Monday, 21 March 2016

Into the Distance Music 32

Soft Machine - Bristol International Jazz Festival, The Lantern, Colston Hall, 20th March, 2016

Current Legacy

As part of the Bristol International Jazz Festival, Soft Machine [Legacy] played a stunning set last night at The Lantern, Colston Hall.

The current incarnation of the band – whose genealogy is expansive – is John Etheridge - guitar, John Marshall - drums, Roy Babbington - bass, and Theo Travis – saxophone, flute and synth.
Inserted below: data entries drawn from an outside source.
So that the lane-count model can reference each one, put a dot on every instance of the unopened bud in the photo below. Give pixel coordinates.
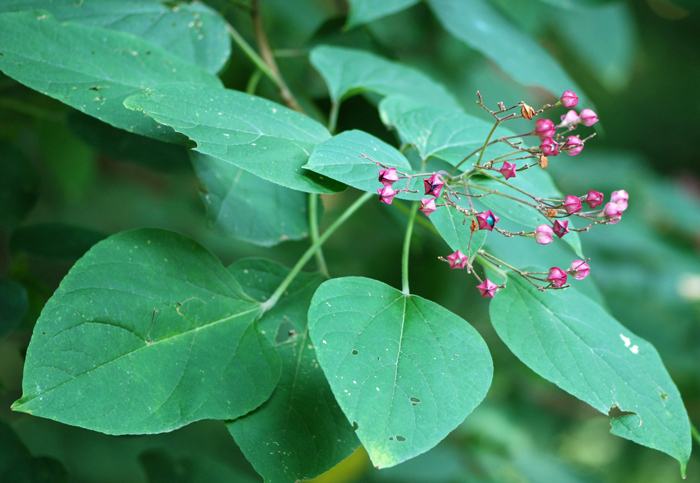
(527, 111)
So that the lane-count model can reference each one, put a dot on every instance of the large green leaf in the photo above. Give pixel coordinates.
(192, 31)
(147, 333)
(479, 25)
(339, 158)
(449, 135)
(91, 69)
(571, 341)
(364, 11)
(300, 432)
(349, 71)
(404, 370)
(244, 206)
(246, 131)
Marshall was ill so Nic France who has drummed with Nucleus filled the seat with aplomb.

From Wikipedia - click to read

I'm not a Soft Machine all-knower, which became quickly evident throughout the short set that did, however, embrace a broad range of SM’s oeuvre, so when former member Karl Jenkins was mentioned, I was surprised, not realising he had been an early-ish one. But that is all part of the glorious learning curve. Like many, I have Soft Machine Third [a vinyl copy too] which is a classic, but that is pretty much it, though I do have Soft Machine Legacy’s SML and Steam, the former playing now.
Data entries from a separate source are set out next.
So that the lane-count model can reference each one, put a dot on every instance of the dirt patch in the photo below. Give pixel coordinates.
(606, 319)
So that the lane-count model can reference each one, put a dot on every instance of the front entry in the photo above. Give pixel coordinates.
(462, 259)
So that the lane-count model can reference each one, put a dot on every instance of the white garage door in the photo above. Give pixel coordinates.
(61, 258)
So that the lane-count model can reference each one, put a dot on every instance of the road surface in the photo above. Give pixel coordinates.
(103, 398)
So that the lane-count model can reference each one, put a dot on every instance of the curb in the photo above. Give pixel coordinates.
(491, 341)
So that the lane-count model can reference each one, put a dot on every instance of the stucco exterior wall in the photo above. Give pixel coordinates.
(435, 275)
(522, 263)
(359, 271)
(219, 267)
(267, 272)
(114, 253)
This ignorance means I do not recall the titles of most of the tracks played, so apologies to those who are in the know, but there was a lovely performance of Hugh Hopper’s Kings and Queens, with Travis playing sweet echoed flute; another Hopper song Facelift, as well as the band’s second number Bundles which ignited the venue. [This is an additional note: having now listened to the Soft Machine Legacy's Burden of Proof more carefully, I note the performance of Kings and Queens is from this album's cover version; and I recognise one other song played, the live pulsation of the pulsing Pump Room].

The Etheridge/Travis tandem riffs and runs were superb, and their individual soloings were always virtuoso contributions. There were two fine solo slots for Babbington and France, Babbington getting an intro from Etheridge that recalled, as exemplification for many of these, his once disgruntled departure from the band.

Babbington having returned to play his current part, this was jazz and fusion and rock at its finest.

Thursday, 17 March 2016

Peter Frampton - Acoustic Classics, album review

Properly Unplugged, and Brilliant

This is what ‘unplugged’ actually should be: completely acoustic and stripped to mainly guitar and vocal. The strummed chords are simply, perfectly done; the acoustic lead is crisp and controlled. There is some dobro, bass beneath the sublime guitar work on Do You Feel Like I Do, piano on beautiful closer I’m In You, and the only ‘effects' is the use of the talk box on Show Me the Way. Frampton’s vocal is tenderly high-pitched, not quite the vulnerability one might associate with getting older, but a confident naturalness. Former member of The Herd and Humble Pie, his solo album Frampton Comes Alive! sold over six million copies. Every song on this album is re-presented superbly, but there are no surprises that one glories in the renditions of Show Me The Way, Baby I Love Your Way and I’m In You. These aren’t like demos; these are History.

Wednesday, 16 March 2016

Heron Oblivion - Heron Oblivion, album review

Gorgeous Mania

Meg Baird of Espers provides the minimalist drumming for this 4-piece collective that hails from former acidfolkrock collectives, including Comets on Fire, and her 60s folk vocal is sublimely the major contribution she makes to these otherwise psychedelically guitar-ripped songs, wah wah and fuzz and volume scorching around her totally pure tones. 

Opener Beneath Fields actually tunes that wah wah to the honey of the singing, but next Oriar introduces the more consistent caustic guitar contrast. Rama is a 10 minute builder, slow and harmony-layered until the guitar raids. Seventeen Landscapes covers that myriad from the average trip, acoustic and electric ebbs and flows. I think it is gorgeously manic, like the ending to Your Hollows.